Неддо откинулся назад в кресле. Еще раз его слабость выплеснулась наружу. Как и тогда, когда он рассказывал мне о проповеднике Фолкнере и книге из кожи и костей.

Вероятно, Гарсия прибыл в Нью-Йорк по своей собственной воле и без помощи других, но я сомневался в этом. Кто-то обнаружил его таланты, нашел ему склад в Уильямсбурге и предоставил место для работы. Он был привезен на север из-за своих способностей, вывезен из мест, попавших в поле зрения федералов, и, возможно, подальше от тех, для кого он поставлял женщин.

Я снова подумал о фигуре с крыльями, созданной из останков птиц, животных и людей.
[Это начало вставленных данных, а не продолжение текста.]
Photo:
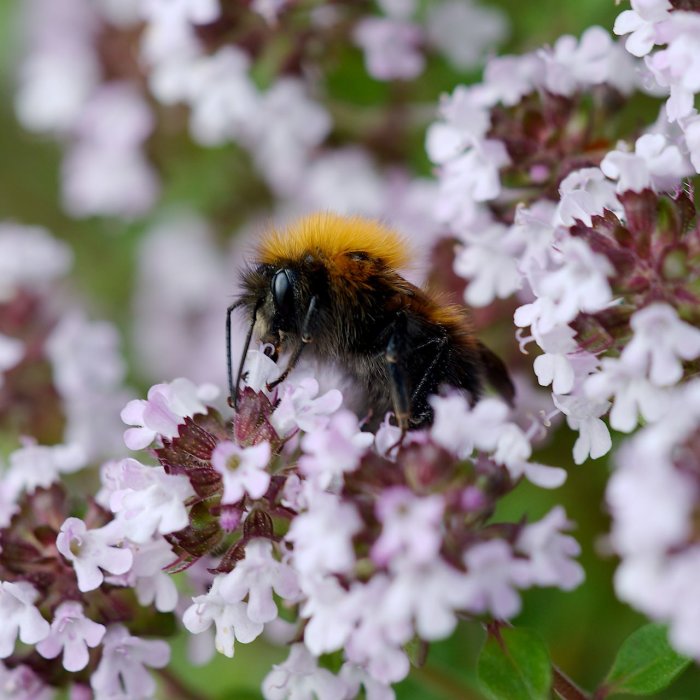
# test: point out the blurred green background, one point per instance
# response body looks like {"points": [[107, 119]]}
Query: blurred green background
{"points": [[583, 629]]}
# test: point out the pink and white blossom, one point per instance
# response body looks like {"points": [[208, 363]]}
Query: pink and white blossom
{"points": [[21, 618], [229, 616], [91, 552], [301, 677], [550, 552], [257, 576], [162, 413], [122, 668], [72, 633], [411, 527], [243, 470], [335, 449]]}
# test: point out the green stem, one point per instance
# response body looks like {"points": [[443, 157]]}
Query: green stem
{"points": [[444, 683], [565, 688], [176, 689]]}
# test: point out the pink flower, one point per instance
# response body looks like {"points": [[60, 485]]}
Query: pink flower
{"points": [[633, 394], [336, 449], [488, 260], [391, 48], [584, 193], [427, 596], [122, 670], [20, 617], [550, 552], [21, 683], [153, 586], [147, 500], [256, 576], [11, 352], [92, 551], [300, 676], [34, 466], [655, 163], [299, 409], [322, 537], [243, 470], [583, 415], [570, 65], [411, 527], [492, 575], [30, 257], [229, 616], [660, 341], [164, 410], [72, 633], [640, 23], [460, 428]]}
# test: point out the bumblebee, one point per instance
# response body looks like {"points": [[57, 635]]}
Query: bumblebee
{"points": [[329, 285]]}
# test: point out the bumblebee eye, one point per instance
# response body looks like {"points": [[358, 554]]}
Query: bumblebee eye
{"points": [[283, 292]]}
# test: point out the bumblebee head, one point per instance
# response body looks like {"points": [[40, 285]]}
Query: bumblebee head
{"points": [[302, 272]]}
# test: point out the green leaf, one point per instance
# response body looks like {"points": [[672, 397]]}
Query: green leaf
{"points": [[645, 664], [515, 665]]}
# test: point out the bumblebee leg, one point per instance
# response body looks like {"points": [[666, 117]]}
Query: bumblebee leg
{"points": [[233, 390], [441, 343], [306, 338], [397, 376], [229, 358]]}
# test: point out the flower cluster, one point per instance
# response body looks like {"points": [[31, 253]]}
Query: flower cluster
{"points": [[599, 242], [72, 585], [654, 500], [366, 544]]}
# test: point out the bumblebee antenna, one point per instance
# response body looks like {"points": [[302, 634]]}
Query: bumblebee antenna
{"points": [[233, 391]]}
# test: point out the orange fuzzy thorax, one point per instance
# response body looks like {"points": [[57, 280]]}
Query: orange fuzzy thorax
{"points": [[331, 237]]}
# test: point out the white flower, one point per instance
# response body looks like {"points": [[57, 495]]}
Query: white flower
{"points": [[243, 469], [391, 47], [38, 466], [20, 617], [322, 537], [256, 576], [655, 163], [550, 552], [121, 672], [633, 394], [459, 428], [570, 65], [301, 677], [147, 500], [71, 633], [584, 193], [429, 596], [464, 31], [553, 366], [334, 450], [490, 264], [222, 96], [299, 407], [30, 257], [230, 618], [491, 578], [640, 23], [153, 586], [92, 551], [411, 527], [579, 284], [514, 450], [660, 341], [164, 410], [583, 415]]}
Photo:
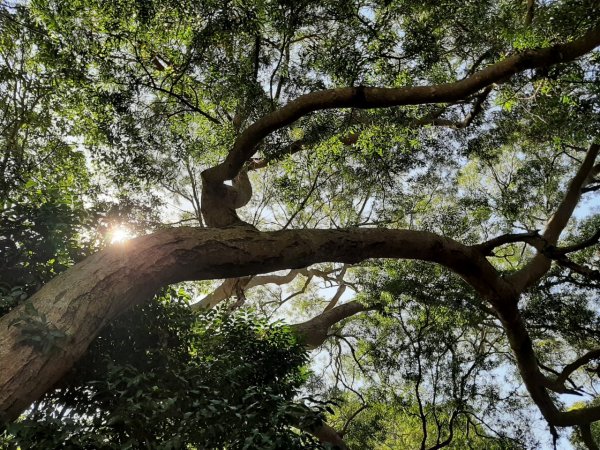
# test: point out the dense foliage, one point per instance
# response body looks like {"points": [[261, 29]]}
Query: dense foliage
{"points": [[162, 377]]}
Вспомнил пустые корзины, отброшенные за ненадобностью обломки костей, кости, лежавшие на верстаке, как в мастерской скульптора. Гарсия создавал свое творение по заказу. Кем бы ни был его заказчик, мастера убили, когда его работа близилась к завершению.
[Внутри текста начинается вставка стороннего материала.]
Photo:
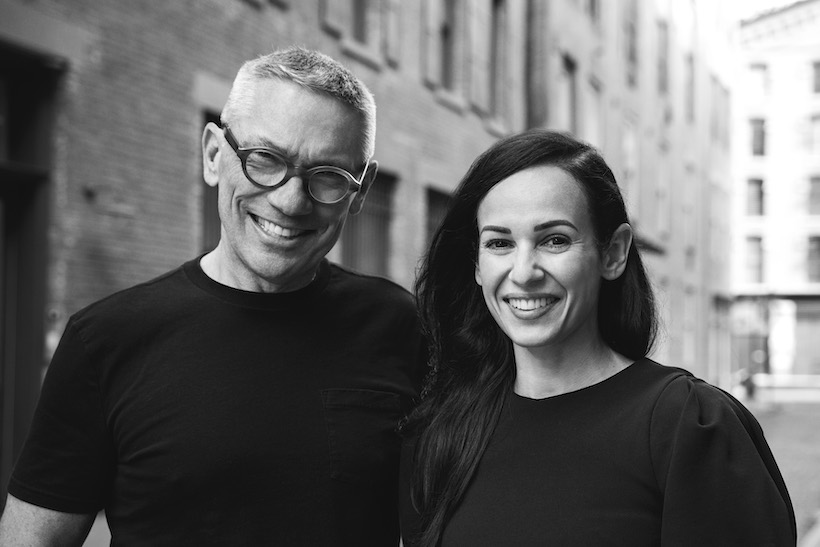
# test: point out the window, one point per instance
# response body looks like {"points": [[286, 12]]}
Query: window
{"points": [[690, 88], [754, 197], [593, 9], [498, 56], [663, 57], [437, 203], [813, 259], [447, 41], [814, 195], [754, 259], [759, 74], [359, 23], [631, 42], [592, 114], [4, 116], [816, 67], [567, 110], [211, 226], [758, 127], [366, 236]]}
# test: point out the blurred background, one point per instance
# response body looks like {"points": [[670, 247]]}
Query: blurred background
{"points": [[708, 111]]}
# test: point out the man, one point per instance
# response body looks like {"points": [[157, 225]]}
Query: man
{"points": [[249, 397]]}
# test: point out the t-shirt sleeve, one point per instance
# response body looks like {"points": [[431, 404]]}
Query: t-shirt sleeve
{"points": [[66, 462], [718, 477]]}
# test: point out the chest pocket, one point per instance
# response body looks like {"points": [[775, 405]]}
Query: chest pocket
{"points": [[361, 427]]}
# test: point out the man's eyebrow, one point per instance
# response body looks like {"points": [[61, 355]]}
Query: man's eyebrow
{"points": [[260, 141]]}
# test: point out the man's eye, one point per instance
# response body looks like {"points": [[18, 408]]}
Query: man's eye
{"points": [[263, 159]]}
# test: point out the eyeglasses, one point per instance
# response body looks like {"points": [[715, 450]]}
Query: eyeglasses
{"points": [[268, 169]]}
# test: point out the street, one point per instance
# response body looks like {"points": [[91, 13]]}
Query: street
{"points": [[793, 432]]}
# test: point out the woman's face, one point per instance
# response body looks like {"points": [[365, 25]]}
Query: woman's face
{"points": [[539, 266]]}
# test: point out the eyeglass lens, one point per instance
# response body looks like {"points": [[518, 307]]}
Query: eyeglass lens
{"points": [[268, 170]]}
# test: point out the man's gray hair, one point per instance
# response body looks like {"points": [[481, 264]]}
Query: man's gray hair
{"points": [[310, 69]]}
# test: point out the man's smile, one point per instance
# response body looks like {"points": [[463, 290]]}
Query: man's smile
{"points": [[274, 229]]}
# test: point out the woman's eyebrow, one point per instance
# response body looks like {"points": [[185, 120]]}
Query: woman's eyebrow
{"points": [[491, 228], [552, 224]]}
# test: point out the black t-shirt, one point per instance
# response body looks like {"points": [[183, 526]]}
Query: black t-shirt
{"points": [[650, 456], [198, 414]]}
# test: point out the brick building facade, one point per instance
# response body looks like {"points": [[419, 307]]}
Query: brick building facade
{"points": [[102, 105]]}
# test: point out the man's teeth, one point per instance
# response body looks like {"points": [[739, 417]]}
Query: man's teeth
{"points": [[272, 228], [528, 304]]}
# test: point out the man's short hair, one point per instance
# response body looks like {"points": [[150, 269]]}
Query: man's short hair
{"points": [[310, 69]]}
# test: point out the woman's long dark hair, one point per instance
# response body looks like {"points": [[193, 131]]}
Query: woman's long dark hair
{"points": [[471, 359]]}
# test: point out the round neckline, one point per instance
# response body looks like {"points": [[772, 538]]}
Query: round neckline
{"points": [[259, 300], [614, 379]]}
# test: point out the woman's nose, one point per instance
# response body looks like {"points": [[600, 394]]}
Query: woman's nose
{"points": [[526, 269]]}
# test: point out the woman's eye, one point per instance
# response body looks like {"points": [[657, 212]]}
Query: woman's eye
{"points": [[556, 241], [496, 244]]}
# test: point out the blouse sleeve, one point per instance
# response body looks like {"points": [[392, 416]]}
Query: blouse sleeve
{"points": [[718, 478]]}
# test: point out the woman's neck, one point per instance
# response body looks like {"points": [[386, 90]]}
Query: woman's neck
{"points": [[547, 372]]}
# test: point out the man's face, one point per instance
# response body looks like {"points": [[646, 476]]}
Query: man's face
{"points": [[273, 240]]}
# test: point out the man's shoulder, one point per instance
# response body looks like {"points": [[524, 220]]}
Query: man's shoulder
{"points": [[368, 286], [155, 294]]}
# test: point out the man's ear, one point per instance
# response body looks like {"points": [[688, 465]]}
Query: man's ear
{"points": [[613, 261], [367, 182], [211, 155]]}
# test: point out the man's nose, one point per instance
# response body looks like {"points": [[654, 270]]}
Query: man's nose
{"points": [[291, 197], [526, 268]]}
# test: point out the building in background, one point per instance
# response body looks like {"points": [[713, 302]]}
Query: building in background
{"points": [[102, 105], [777, 216]]}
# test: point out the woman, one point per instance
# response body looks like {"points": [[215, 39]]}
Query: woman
{"points": [[542, 421]]}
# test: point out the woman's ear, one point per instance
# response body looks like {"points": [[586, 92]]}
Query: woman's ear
{"points": [[211, 153], [615, 255]]}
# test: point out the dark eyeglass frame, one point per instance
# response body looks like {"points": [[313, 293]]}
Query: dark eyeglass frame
{"points": [[291, 170]]}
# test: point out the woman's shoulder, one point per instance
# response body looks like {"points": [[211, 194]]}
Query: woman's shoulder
{"points": [[680, 392]]}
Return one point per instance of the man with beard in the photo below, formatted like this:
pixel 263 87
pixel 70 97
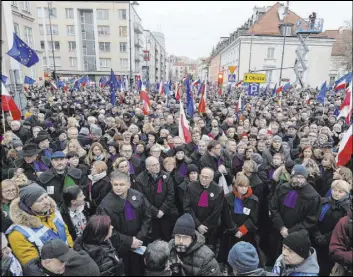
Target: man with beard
pixel 295 206
pixel 189 254
pixel 59 177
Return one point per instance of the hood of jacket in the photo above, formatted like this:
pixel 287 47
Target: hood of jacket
pixel 19 216
pixel 308 266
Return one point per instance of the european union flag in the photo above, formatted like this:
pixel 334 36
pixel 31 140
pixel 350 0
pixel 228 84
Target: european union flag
pixel 22 53
pixel 3 79
pixel 189 100
pixel 29 80
pixel 113 84
pixel 321 97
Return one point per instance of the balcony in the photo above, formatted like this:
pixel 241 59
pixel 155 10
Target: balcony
pixel 137 28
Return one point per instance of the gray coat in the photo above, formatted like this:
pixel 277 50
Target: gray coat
pixel 198 260
pixel 309 267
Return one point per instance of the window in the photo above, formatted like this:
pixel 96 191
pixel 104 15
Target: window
pixel 52 14
pixel 103 30
pixel 57 61
pixel 70 29
pixel 73 61
pixel 270 53
pixel 104 46
pixel 26 6
pixel 28 36
pixel 105 62
pixel 16 28
pixel 123 31
pixel 123 47
pixel 72 46
pixel 103 14
pixel 41 29
pixel 269 75
pixel 40 12
pixel 56 45
pixel 54 28
pixel 122 14
pixel 69 13
pixel 124 63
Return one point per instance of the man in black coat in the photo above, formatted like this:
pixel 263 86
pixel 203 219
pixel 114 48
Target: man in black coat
pixel 60 176
pixel 294 206
pixel 158 188
pixel 204 201
pixel 212 159
pixel 130 214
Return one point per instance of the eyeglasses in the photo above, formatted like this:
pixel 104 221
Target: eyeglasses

Я посмотрел на Неддо, но тот углубился в созерцание Санта-Муэрте.

Интересно, сколько еще Неддо утаил от меня?

* * *

Мой сотовый зазвонил, когда я приближался к гостинице. Это был Луис. Он дал мне номер телефона-автомата и велел отзвонить ему с городского таксофона. Я позвонил с улицы, используя свою карточку «Эй ти ти». В трубке слышался шум машин на улице и пение людей.

— Что ты раскопал? — спросил я.

— Сутенера Сереты звали Октавио. Он залег на грунт после того, как она была убита, но мы нашли его племянника и через него вышли на Октавио. Мы сильно прижали его. Он сказал нам, будто бы решил вернуться в Мексику, в Хуарес, откуда он родом. Эй, ты еще там?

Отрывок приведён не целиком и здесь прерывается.